We can always get speedup in terms of effective sample size per time by running multiple chains in parallel on different cores. `reduce_sum`

is not a replacement for that, and it is still important to run multiple chains to check diagnostics. `reduce_sum`

is a tool for speeding up single chain calculations, which can be useful for model development and on computers with large numbers of cores.

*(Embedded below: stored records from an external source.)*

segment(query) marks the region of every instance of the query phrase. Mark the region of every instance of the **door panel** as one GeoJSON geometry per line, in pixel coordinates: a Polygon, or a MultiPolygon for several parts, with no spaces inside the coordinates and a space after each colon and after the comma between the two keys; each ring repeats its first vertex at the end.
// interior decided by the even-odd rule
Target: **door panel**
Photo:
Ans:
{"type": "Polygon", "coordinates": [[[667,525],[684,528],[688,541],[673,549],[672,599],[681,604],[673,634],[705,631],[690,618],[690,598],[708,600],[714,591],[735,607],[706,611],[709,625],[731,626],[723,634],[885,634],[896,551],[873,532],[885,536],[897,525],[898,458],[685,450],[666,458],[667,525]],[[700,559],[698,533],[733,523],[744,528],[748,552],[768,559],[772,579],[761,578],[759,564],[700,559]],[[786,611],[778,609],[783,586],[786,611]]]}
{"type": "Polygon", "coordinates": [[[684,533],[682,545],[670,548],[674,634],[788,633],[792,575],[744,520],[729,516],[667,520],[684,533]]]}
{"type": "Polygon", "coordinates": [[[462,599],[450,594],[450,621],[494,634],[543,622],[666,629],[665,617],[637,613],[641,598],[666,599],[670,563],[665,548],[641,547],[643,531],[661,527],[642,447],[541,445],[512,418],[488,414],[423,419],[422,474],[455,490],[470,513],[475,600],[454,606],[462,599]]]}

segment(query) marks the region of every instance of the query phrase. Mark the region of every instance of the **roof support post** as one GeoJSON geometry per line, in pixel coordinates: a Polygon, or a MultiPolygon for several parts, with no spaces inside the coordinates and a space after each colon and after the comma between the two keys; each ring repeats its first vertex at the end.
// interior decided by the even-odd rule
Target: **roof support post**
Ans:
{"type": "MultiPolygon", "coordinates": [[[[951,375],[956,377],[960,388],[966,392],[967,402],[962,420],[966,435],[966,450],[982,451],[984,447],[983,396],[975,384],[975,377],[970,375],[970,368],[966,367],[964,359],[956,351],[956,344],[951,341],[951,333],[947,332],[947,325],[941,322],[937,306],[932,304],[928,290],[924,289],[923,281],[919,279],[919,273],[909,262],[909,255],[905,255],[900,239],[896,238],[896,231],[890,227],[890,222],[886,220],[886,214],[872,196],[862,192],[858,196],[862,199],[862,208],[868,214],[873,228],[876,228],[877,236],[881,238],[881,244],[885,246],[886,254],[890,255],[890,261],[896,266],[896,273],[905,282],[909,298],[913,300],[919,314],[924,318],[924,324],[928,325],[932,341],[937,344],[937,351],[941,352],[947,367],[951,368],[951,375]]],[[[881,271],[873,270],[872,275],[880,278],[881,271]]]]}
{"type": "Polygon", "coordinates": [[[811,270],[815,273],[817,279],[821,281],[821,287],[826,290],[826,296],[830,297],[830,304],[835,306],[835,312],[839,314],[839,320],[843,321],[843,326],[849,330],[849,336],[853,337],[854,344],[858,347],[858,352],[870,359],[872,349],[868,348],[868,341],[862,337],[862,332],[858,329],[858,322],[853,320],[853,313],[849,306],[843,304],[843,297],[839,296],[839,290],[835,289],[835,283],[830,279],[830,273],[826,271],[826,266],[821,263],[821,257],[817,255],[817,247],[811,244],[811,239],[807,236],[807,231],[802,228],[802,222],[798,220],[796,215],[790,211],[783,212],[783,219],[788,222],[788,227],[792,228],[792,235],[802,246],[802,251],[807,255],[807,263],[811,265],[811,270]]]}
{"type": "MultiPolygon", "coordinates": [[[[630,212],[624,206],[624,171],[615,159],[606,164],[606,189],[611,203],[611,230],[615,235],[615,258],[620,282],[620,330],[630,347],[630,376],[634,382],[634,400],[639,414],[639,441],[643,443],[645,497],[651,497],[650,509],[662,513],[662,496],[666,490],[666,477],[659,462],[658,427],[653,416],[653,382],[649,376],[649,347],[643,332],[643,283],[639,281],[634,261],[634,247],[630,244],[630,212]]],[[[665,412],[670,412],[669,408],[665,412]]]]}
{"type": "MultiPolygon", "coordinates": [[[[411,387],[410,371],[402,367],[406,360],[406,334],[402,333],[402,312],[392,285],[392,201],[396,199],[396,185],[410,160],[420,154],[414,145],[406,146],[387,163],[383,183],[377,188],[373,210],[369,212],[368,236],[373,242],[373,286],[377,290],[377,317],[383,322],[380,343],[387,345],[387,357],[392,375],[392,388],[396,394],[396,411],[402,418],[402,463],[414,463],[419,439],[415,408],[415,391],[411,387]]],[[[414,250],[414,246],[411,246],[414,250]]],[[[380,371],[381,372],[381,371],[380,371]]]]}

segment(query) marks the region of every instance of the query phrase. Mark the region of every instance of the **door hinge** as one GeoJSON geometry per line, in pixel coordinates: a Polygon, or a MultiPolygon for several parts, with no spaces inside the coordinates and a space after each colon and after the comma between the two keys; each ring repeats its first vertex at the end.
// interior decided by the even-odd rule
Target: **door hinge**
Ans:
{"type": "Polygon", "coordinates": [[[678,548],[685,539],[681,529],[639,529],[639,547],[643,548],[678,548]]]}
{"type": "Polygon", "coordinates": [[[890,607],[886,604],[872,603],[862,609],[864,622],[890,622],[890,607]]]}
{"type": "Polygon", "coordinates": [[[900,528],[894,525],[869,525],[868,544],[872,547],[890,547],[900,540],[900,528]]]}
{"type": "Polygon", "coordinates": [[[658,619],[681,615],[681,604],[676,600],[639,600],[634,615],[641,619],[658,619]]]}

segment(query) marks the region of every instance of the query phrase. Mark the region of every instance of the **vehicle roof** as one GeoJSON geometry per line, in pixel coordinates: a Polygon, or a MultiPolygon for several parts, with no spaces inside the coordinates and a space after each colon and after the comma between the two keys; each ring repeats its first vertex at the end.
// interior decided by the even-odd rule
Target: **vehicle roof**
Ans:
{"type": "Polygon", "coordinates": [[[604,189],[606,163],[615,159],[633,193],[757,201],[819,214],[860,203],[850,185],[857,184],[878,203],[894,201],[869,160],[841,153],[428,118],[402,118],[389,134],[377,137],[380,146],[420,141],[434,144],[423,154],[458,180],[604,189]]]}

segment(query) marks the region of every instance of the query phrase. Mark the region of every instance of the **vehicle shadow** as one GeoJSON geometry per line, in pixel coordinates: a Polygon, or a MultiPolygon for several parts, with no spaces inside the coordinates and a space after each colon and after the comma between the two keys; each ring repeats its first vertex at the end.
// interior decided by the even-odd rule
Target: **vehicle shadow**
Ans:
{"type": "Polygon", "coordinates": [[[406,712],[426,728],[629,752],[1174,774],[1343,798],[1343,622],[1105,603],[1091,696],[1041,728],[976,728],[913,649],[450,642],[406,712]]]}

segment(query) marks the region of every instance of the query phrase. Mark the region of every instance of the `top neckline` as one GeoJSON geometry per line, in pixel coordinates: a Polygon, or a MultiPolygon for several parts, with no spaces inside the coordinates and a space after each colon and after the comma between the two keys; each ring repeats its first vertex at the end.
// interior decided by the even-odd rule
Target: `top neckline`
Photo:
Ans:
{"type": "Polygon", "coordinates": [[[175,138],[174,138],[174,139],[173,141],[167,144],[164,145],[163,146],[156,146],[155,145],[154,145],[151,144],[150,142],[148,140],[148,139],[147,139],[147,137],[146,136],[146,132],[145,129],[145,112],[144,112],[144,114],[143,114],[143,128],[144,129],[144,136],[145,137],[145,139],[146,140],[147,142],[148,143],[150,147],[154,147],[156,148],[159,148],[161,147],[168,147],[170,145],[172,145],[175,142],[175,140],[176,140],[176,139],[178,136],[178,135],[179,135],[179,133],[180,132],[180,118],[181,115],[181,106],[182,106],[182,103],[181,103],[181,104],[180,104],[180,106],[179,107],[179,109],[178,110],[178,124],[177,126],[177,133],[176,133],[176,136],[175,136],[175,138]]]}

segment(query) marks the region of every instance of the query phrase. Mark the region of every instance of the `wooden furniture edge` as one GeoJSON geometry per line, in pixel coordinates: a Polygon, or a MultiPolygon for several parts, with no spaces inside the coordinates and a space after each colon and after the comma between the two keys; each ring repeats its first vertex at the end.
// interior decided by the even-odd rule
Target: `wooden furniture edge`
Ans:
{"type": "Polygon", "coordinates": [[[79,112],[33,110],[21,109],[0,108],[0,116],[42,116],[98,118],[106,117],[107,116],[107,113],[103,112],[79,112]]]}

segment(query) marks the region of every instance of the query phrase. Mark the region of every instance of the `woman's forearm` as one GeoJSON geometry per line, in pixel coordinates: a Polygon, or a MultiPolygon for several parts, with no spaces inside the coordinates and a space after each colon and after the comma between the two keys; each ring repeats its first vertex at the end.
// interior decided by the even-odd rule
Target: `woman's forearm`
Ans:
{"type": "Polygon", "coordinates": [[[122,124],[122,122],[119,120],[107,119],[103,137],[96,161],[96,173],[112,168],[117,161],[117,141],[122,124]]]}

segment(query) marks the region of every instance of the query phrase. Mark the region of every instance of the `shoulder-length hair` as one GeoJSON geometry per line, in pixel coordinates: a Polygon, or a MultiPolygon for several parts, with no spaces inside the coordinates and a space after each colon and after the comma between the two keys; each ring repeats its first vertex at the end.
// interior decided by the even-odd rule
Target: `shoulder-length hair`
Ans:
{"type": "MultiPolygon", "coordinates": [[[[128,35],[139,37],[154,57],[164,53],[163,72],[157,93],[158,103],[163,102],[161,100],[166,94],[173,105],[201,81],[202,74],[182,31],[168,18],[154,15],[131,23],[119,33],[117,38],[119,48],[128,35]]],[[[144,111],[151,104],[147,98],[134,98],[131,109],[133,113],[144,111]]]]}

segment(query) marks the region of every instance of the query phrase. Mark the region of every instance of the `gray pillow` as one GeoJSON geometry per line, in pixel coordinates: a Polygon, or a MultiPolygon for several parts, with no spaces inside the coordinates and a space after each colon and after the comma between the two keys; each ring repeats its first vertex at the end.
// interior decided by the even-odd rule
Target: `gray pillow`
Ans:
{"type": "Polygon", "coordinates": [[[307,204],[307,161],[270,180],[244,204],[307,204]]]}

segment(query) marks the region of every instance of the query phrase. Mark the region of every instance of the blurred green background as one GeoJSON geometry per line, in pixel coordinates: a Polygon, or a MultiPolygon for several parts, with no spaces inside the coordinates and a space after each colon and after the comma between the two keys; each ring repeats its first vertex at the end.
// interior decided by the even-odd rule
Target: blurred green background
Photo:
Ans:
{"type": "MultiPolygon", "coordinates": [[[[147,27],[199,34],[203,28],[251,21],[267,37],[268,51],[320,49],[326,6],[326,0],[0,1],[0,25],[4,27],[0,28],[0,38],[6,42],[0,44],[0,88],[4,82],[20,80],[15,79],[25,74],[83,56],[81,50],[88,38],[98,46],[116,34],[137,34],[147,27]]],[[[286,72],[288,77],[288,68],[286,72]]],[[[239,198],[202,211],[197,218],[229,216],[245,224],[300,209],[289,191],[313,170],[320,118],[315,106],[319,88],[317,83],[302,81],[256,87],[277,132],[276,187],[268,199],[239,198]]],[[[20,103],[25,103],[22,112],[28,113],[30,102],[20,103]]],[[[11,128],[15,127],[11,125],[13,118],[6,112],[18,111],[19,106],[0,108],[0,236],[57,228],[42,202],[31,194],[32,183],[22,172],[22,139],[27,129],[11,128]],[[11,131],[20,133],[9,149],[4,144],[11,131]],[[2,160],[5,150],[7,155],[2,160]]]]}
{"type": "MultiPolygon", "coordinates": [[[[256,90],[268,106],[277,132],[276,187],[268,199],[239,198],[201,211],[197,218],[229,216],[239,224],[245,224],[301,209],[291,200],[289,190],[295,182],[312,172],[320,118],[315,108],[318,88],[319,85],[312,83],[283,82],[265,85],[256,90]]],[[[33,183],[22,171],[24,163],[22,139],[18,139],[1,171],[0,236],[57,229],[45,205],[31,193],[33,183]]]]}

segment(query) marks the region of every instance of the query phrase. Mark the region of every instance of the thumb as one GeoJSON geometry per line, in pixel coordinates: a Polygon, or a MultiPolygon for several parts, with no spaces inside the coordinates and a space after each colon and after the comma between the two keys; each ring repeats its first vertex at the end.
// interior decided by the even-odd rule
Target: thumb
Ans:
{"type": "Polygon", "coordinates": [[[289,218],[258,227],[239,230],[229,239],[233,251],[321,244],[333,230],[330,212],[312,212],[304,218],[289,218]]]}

We can do a quick check that these two methods are mixing with the `posterior`

package (https://github.com/stan-dev/posterior). When parallelizing a model is a good thing to do to make sure something is not breaking:

`library(posterior)`

`## This is posterior version 0.1.2`

`summarise_draws(bind_draws(fit0$draws(), fit1$draws(), along = "chain"))`

```
## # A tibble: 3 x 10
## variable mean median sd mad q5 q95 rhat ess_bulk
## <chr> <dbl> <dbl> <dbl> <dbl> <dbl> <dbl> <dbl> <dbl>
## 1 lp__ -1.03e+4 -1.03e+4 0.979 0.741 -1.03e+4 -1.03e+4 1.00 3574.
## 2 beta[1] -5.53e+0 -5.53e+0 0.0337 0.0339 -5.59e+0 -5.48e+0 1.00 2669.
## 3 beta[2] 2.89e-1 2.89e-1 0.0819 0.0806 1.53e-1 4.21e-1 1.00 2674.
## # … with 1 more variable: ess_tail <dbl>
```

Ignoring `lp__`

(remember the change to `bernoulli_logit_lpmf`

means the likelihoods between the two models are only proportional up to a constant), the Rhats are less than 1.01, so our basic convergence checks pass. Unless something strange is going on, we probably parallelized our model correctly!

For a more detailed description of how `reduce_sum`

works, see the User’s Manual. For a more complete description of the interface, see the Function Reference.